180 matins (36 semaines de 5 jours à 1,50 € le matin) + 144 soirs (36 semaines de 4 jours (L, M, J, V)) à 4,50 € soit 702 € en 2017-2018.

La participation totale des familles passerait de 8 650 € en 2016 à 13 500 €.

Télécharger Evolution prévisionnelle des coûts périscolaires

 

L’effort est aussi très important pour la commune qui ne remplace pas un employé communal parti en retraite avec toutes les conséquences d’augmentation de la charge de travail sur les deux employés techniques, et compense pour au moins 15 000 € le déficit dû à la suppression des emplois aidés (la part communale était en 2016-2017 de 44 000 € sur un coût total de 83 000 €; elle sera au minimum de 59 000 € en 2017-2018).

L’effort est aussi partagé avec l’équipe enseignante, dont l’ATSEM titulaire pour qui se sera bien plus difficile de se mettre au service des enfants de deux classes.

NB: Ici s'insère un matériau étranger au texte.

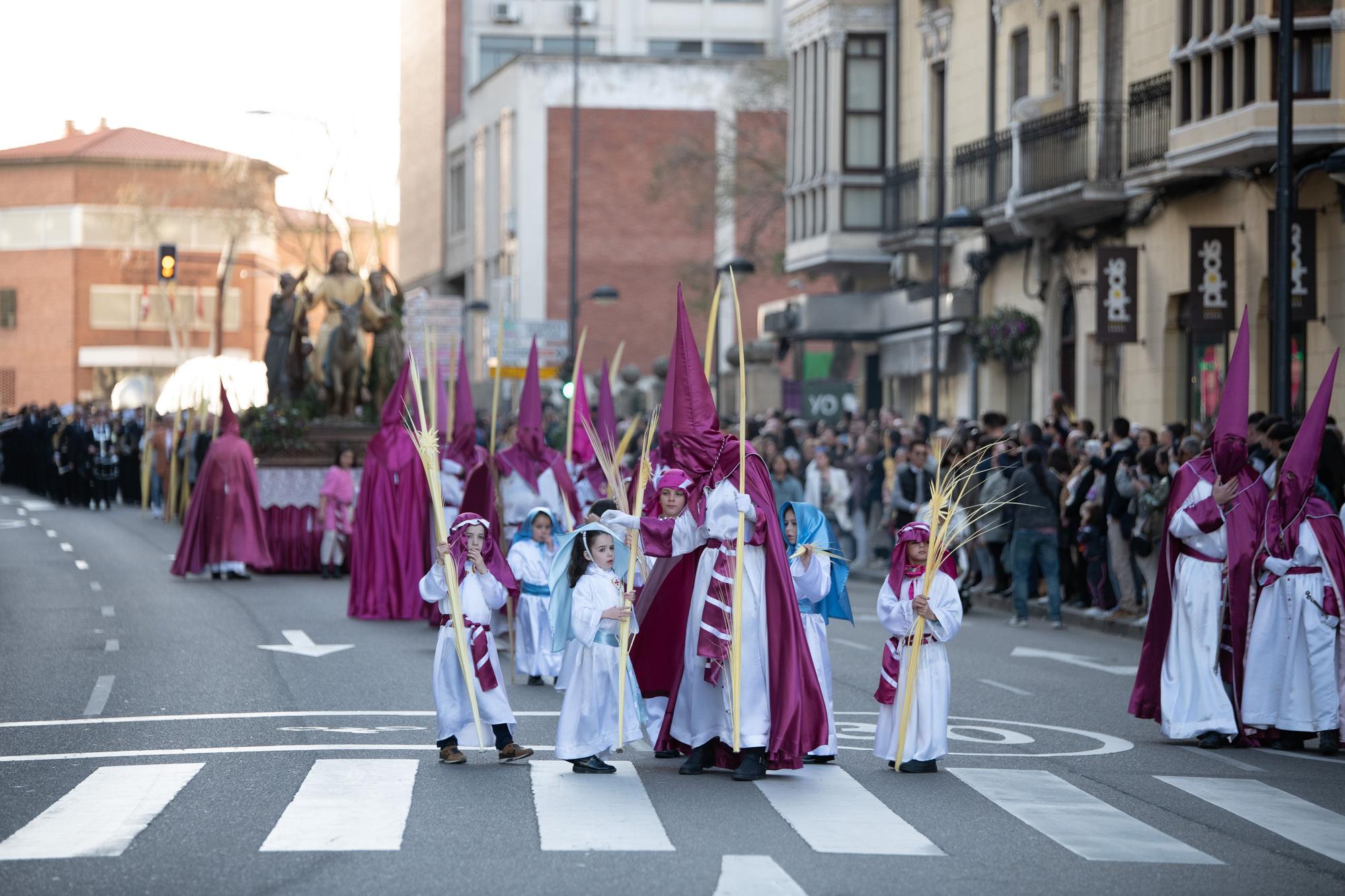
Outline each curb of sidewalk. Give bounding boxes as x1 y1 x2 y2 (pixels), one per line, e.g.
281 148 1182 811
850 568 1146 641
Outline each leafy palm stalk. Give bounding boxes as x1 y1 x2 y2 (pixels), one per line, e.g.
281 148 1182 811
404 335 487 745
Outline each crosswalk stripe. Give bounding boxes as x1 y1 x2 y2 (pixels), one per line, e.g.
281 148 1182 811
756 766 944 856
0 763 204 860
531 760 672 852
261 759 420 853
950 768 1223 865
714 856 808 896
1155 775 1345 862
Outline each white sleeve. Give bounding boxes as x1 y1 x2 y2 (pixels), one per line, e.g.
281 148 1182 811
420 564 448 604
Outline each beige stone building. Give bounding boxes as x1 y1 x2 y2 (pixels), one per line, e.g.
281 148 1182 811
761 0 1345 425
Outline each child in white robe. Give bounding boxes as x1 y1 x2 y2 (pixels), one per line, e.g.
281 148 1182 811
508 507 562 685
420 514 533 766
780 502 854 764
551 524 644 775
873 524 962 772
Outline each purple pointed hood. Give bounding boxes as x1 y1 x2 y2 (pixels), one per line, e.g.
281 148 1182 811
1209 308 1251 479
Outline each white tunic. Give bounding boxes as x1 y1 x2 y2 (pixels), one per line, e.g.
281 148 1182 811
1243 522 1340 732
873 572 962 763
1159 479 1237 740
420 563 514 745
508 538 565 677
790 555 837 756
555 564 643 759
670 479 775 747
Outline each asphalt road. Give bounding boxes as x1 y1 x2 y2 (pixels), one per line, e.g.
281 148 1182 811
0 490 1345 896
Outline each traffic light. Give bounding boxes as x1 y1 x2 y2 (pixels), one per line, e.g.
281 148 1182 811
159 242 178 280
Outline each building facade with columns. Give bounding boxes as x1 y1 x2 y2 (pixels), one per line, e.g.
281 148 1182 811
763 0 1345 425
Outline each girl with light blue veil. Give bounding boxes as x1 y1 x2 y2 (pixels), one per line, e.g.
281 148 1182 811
508 507 561 685
549 524 646 775
780 501 854 764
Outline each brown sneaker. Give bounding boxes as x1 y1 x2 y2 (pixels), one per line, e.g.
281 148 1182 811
500 744 533 763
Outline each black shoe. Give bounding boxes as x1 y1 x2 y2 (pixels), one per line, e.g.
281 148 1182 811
733 747 765 780
677 740 714 775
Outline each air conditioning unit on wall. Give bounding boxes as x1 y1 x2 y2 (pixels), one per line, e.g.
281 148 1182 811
566 0 597 24
491 3 523 24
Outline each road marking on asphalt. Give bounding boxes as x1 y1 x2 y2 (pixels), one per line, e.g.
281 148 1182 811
1182 744 1266 771
531 760 672 852
714 856 807 896
85 676 117 716
1154 775 1345 862
756 766 944 856
261 759 420 853
1009 647 1139 678
948 768 1223 865
0 763 204 860
976 678 1032 697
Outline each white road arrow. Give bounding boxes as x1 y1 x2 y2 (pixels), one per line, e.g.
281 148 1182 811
257 628 355 657
1009 647 1138 676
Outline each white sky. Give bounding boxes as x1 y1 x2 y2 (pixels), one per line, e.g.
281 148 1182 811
0 0 401 222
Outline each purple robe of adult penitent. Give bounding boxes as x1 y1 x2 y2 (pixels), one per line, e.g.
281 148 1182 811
346 363 432 619
172 387 270 576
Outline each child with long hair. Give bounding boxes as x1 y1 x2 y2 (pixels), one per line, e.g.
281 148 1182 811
551 524 644 775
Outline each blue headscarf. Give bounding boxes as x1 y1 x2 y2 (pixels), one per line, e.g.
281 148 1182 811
780 501 854 626
546 524 631 653
510 507 564 551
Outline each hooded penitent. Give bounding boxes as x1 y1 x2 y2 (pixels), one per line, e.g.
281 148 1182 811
631 284 827 768
172 386 272 576
346 362 433 619
1130 309 1266 721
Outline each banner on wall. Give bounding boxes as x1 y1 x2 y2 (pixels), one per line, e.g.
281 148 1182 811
1095 246 1139 344
1188 227 1237 332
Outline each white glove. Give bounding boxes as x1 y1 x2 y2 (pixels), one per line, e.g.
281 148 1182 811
603 510 640 529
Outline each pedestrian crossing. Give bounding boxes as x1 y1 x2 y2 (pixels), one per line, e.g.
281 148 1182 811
0 759 1345 860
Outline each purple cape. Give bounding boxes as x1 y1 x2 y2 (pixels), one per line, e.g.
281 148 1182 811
172 411 272 576
346 363 432 619
1130 451 1266 728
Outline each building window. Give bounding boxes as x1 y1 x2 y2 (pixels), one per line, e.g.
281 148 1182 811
841 187 882 230
650 40 705 56
448 152 467 233
710 40 765 58
476 35 533 81
843 35 886 171
1009 28 1028 104
542 38 597 56
1219 47 1233 112
1243 38 1256 106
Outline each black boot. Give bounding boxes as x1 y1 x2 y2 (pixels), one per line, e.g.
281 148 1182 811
677 740 716 775
733 747 765 780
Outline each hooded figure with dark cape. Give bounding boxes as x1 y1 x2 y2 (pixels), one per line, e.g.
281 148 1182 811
1130 311 1266 749
603 285 827 780
172 384 272 579
1243 348 1345 756
346 360 432 619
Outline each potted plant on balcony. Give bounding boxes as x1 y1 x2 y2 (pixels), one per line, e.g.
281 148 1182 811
967 308 1041 370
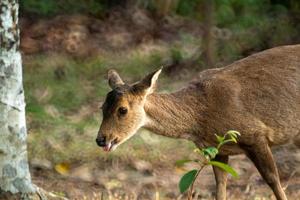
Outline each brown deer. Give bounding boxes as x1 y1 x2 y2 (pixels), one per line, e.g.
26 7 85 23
96 45 300 200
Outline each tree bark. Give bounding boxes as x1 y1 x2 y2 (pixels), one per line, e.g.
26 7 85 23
203 0 214 68
0 0 35 198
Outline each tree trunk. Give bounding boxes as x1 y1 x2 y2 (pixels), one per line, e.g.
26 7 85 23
203 0 214 68
0 0 35 199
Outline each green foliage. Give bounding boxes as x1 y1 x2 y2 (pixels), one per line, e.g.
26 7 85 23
179 169 198 193
207 161 239 178
176 130 240 196
20 0 105 16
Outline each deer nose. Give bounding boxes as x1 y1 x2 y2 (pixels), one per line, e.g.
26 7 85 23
96 136 106 147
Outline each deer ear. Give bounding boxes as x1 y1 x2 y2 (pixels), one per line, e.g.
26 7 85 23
107 69 124 89
133 68 162 95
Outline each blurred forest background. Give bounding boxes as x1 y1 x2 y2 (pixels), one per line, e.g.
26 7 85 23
20 0 300 200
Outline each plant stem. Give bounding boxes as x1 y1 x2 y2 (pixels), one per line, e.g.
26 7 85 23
188 165 206 200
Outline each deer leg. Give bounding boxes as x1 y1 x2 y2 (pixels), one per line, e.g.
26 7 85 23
241 139 287 200
213 155 228 200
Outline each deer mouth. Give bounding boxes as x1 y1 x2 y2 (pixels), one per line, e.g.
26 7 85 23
103 138 118 152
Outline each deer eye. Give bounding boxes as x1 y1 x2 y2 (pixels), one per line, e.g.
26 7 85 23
118 107 128 115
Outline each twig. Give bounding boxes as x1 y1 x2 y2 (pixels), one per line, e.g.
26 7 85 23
188 165 206 200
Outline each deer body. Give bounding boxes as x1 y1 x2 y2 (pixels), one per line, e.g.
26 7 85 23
145 45 300 155
97 45 300 200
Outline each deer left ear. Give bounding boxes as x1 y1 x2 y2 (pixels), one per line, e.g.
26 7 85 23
107 69 124 89
133 68 162 95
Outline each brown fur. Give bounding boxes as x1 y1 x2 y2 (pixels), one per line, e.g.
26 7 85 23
101 45 300 200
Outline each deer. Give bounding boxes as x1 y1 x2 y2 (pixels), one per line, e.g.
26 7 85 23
96 45 300 200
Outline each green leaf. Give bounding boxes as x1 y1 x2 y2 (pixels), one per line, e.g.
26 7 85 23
179 169 198 193
202 147 219 159
215 134 225 143
208 161 239 178
175 159 194 167
226 130 241 138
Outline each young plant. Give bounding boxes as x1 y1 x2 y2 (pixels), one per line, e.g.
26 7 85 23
176 130 240 200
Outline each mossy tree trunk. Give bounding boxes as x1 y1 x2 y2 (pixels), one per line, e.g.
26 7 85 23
203 0 215 68
0 0 35 199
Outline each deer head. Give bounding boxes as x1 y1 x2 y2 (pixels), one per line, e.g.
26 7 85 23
96 69 161 151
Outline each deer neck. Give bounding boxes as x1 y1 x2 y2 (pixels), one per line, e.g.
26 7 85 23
144 92 201 139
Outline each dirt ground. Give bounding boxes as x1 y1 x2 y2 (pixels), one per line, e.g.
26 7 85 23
32 147 300 200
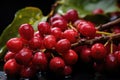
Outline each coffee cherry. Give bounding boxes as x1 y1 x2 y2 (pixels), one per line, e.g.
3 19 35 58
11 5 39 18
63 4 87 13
92 8 104 14
112 26 120 34
114 51 120 65
105 43 118 54
49 57 65 72
55 39 71 53
32 52 48 71
63 9 78 22
51 27 62 41
51 19 67 31
63 65 72 76
29 37 42 50
19 23 34 40
63 29 79 43
50 14 64 24
20 66 36 78
105 54 118 70
91 43 106 60
77 20 96 37
4 51 15 62
80 47 92 63
93 62 105 72
38 22 51 35
6 38 23 52
4 59 21 77
43 35 56 49
15 48 33 65
63 49 78 65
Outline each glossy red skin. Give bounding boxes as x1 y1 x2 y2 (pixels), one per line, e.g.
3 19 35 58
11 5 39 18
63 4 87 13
80 47 92 63
55 39 71 53
4 59 21 77
20 66 36 78
114 51 120 65
6 38 23 52
51 19 67 31
112 26 120 34
51 27 62 40
91 43 106 60
34 31 45 49
43 35 56 49
50 14 64 23
105 54 118 70
49 57 65 72
63 29 79 43
18 23 34 41
63 49 78 65
32 52 48 71
29 37 42 50
73 19 85 28
38 22 51 35
92 8 104 14
63 9 78 22
63 65 72 76
105 43 118 54
4 51 15 62
93 62 105 72
15 48 33 65
118 43 120 51
77 20 96 37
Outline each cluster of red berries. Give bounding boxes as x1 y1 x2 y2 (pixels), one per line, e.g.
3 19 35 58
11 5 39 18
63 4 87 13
4 9 120 78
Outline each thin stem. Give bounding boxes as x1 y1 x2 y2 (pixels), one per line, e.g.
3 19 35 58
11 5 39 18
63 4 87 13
96 31 112 35
72 33 120 47
97 18 120 31
48 1 63 18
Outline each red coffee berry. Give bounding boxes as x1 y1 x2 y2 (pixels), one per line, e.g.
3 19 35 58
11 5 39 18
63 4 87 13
77 20 96 37
91 43 106 60
19 23 34 40
15 48 33 65
63 9 78 22
29 37 42 50
4 59 21 77
43 35 56 49
63 49 78 65
63 65 72 76
63 29 79 43
38 22 51 35
49 57 65 72
6 38 23 52
51 27 62 40
32 52 48 71
50 14 64 24
51 19 67 31
4 51 15 62
92 8 104 14
105 54 118 70
20 66 36 78
55 39 71 53
80 47 92 63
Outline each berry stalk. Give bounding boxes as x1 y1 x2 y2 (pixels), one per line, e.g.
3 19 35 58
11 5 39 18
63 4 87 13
72 33 120 47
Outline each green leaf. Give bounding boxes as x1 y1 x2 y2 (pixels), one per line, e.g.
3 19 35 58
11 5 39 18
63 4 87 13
0 7 47 59
57 0 120 17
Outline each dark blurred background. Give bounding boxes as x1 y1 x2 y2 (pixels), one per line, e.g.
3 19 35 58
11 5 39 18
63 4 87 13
0 0 55 33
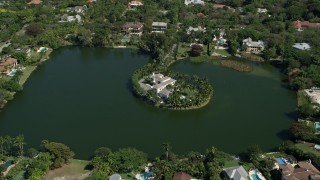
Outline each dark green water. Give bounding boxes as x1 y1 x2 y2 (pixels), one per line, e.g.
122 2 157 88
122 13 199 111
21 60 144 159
0 47 296 158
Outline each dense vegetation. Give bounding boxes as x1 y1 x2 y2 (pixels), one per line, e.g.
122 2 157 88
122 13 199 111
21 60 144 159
0 0 320 179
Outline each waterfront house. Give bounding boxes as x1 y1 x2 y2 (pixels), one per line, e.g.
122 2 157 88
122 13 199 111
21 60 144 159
59 14 82 23
242 38 265 54
223 166 249 180
184 0 204 6
257 8 268 13
128 1 143 9
212 4 236 12
292 20 320 31
67 5 87 13
279 160 320 180
152 22 167 33
0 58 18 74
173 172 192 180
186 26 206 34
28 0 42 5
122 22 143 35
292 43 311 50
109 174 121 180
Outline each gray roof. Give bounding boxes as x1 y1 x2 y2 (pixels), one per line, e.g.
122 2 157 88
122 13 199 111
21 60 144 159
242 38 264 47
109 174 121 180
292 43 311 50
223 166 249 180
152 22 167 26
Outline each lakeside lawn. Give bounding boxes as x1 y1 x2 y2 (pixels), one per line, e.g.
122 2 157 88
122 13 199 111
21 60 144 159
295 143 320 156
19 66 37 85
43 159 90 180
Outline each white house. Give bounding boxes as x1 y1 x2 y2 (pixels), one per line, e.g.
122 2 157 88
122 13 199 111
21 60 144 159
242 38 265 53
292 43 311 50
184 0 204 6
187 26 206 34
152 22 167 32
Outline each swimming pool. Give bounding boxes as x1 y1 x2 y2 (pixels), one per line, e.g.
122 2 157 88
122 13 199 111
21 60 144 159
8 69 17 76
251 174 261 180
277 158 287 165
2 160 13 172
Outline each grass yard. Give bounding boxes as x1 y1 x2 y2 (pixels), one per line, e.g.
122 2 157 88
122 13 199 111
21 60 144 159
19 66 37 85
43 159 90 180
295 143 320 156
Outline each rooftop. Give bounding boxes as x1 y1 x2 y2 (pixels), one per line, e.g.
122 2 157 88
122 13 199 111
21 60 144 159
292 43 311 50
152 22 167 26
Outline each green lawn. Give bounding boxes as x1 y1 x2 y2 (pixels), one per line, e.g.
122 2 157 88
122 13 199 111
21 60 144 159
214 49 231 56
295 143 320 156
19 66 37 85
43 159 90 180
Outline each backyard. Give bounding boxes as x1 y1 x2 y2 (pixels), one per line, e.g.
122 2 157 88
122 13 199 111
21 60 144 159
43 159 90 180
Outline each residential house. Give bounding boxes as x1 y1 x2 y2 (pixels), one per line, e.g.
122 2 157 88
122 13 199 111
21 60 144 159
109 174 121 180
279 160 320 180
184 0 204 6
242 38 265 54
173 172 192 180
223 166 249 180
223 166 249 180
292 20 320 31
139 73 176 99
0 58 18 74
187 26 206 34
67 5 87 13
59 14 82 23
128 1 143 9
28 0 42 5
292 43 311 50
122 22 143 35
212 4 236 12
152 22 167 33
257 8 268 13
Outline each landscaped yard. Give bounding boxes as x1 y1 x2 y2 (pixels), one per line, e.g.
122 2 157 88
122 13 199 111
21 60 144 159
295 143 320 156
214 49 231 56
43 159 90 180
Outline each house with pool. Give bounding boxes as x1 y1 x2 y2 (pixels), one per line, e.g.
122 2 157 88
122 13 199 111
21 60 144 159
276 158 320 180
139 73 176 99
0 57 18 75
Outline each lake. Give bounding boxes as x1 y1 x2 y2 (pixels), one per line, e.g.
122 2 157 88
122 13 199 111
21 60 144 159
0 47 296 159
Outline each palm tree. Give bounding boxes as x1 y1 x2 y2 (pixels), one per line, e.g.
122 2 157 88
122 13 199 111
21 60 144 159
162 143 170 160
14 134 26 156
0 136 6 155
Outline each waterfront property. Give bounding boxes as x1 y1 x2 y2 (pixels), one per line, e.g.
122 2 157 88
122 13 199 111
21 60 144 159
128 1 143 9
292 20 320 31
152 22 167 33
279 160 320 180
122 22 143 35
249 169 266 180
173 172 192 180
184 0 204 6
292 43 311 50
140 73 176 99
304 87 320 105
242 38 265 54
186 26 206 34
223 166 249 180
0 58 18 74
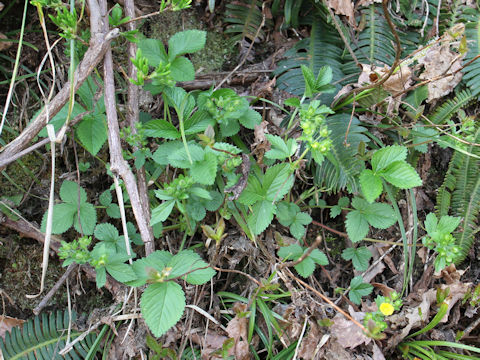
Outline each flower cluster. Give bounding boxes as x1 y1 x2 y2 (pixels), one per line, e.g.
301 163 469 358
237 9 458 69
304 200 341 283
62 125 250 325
300 100 334 159
422 234 460 270
363 291 402 338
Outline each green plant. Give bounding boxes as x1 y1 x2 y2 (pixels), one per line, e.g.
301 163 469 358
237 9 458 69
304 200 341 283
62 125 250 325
360 145 422 203
0 311 98 360
436 128 480 264
41 180 97 235
363 291 402 339
126 250 215 337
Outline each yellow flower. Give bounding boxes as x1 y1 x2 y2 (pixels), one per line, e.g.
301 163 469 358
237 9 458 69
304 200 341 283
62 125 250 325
379 303 395 316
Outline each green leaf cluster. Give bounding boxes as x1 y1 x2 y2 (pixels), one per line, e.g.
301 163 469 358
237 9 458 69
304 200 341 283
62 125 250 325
238 163 294 235
360 145 422 203
345 197 397 242
41 180 97 235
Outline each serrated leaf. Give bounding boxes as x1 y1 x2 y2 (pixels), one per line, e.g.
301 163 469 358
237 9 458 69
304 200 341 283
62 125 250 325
105 263 137 283
170 56 195 81
372 145 407 172
168 144 205 169
363 203 397 229
379 161 422 189
140 281 185 337
183 110 215 135
168 30 207 61
276 201 300 226
75 114 107 156
73 203 97 235
166 250 215 285
144 119 181 140
345 210 369 242
150 200 175 226
342 246 372 271
294 257 315 278
238 109 262 130
152 141 183 165
41 203 77 234
359 169 383 203
238 174 266 206
60 180 87 204
94 223 120 242
190 151 217 185
137 39 168 67
247 200 276 235
98 190 112 206
348 276 373 305
262 164 294 201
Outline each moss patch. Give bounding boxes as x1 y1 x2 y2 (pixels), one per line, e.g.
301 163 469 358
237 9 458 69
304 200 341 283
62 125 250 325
141 9 236 73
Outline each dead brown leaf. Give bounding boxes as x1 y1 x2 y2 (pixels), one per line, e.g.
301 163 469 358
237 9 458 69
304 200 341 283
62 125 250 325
418 42 463 103
0 315 25 338
328 0 356 26
330 314 372 349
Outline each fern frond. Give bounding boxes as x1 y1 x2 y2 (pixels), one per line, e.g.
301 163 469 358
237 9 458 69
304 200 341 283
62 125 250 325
274 17 345 98
224 0 272 41
430 89 475 124
0 311 96 360
343 5 395 74
436 128 480 263
314 114 369 193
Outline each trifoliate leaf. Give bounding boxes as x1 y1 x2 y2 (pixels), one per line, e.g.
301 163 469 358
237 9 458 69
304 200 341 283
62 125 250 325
247 200 276 235
150 200 175 225
359 169 383 203
140 281 185 337
378 161 422 189
342 246 372 271
73 203 97 235
348 276 373 305
372 145 407 173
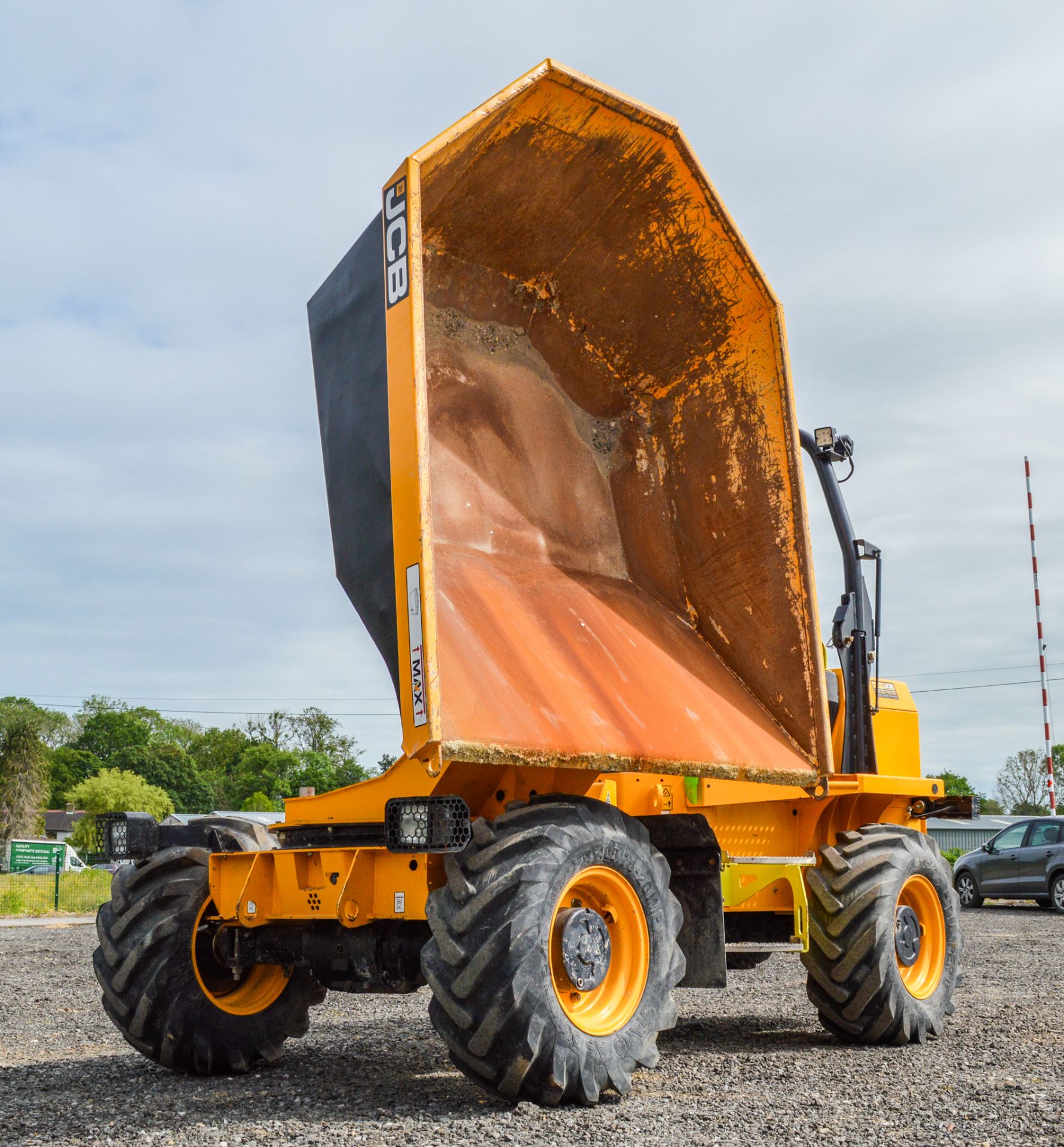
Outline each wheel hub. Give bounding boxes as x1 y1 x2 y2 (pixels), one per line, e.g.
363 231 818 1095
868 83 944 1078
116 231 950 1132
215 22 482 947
894 904 919 968
559 909 610 992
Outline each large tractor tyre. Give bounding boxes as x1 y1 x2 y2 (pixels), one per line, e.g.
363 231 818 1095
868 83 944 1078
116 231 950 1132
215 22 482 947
802 824 962 1044
421 797 686 1106
953 872 983 909
93 842 326 1075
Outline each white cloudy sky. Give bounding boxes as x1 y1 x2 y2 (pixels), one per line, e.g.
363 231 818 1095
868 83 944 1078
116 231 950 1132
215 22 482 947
0 0 1064 787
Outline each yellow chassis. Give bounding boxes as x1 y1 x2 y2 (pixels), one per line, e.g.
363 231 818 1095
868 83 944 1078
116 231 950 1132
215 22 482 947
210 757 943 945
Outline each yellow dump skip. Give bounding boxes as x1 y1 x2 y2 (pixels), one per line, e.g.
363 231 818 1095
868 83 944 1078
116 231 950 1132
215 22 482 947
384 61 830 782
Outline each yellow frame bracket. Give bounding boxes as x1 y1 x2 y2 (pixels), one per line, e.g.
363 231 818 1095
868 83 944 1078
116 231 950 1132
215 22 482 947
720 852 816 952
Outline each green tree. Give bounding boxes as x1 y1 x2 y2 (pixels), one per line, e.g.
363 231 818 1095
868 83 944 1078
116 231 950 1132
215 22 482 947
73 709 151 762
998 749 1049 817
186 725 251 772
70 768 173 852
188 726 251 809
244 709 292 752
231 741 301 809
939 773 976 796
110 744 214 812
48 744 103 809
0 696 77 749
0 712 48 844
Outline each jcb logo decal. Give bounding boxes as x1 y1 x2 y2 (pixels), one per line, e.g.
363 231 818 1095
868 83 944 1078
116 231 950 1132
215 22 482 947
384 178 410 306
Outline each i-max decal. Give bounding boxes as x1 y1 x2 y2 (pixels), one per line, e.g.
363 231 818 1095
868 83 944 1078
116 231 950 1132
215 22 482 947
406 565 429 725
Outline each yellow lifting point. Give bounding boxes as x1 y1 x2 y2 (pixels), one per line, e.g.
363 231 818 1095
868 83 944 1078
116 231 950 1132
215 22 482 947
720 852 816 952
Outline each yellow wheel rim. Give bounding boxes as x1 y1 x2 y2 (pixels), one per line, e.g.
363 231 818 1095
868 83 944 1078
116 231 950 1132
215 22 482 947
192 898 289 1015
894 875 946 1000
550 865 650 1036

L’effort est aussi important pour les animateurs qui voient leur nombre réduit (TAP et soir), les temps de passation réduits. Ils savent que leur responsabilité est grande et qu’ils auront tous un maximum d’enfants, tout en respectant les taux d’encadrement. Les trois personnes qui succéderont aux 4 emplois aidés auront des temps de travail en temps très partiel, réduits et morcelés (entre 10 et 13 heures par semaine annualisé).

Ces efforts partagés sont la solution qui nous semble la plus juste pour tenir la plupart des services, en maintenant leur qualité.

Je regrette beaucoup de devoir supprimer la présence d’agents maternels en classe en complément de l’ATSEM titulaire.

Les choix du gouvernement nommé par le président élu pèsent sur le quotidien des agents, celui des parents, celui des enseignants et met en péril les budgets communaux, notamment les budgets des communes rurales qui voient leurs dotations diminuer et le coût de leurs services exploser ! Parce que ces services publics sont indispensables aux familles qui travaillent parfois loin !!!

Ce ne sera pas tenable longtemps !!!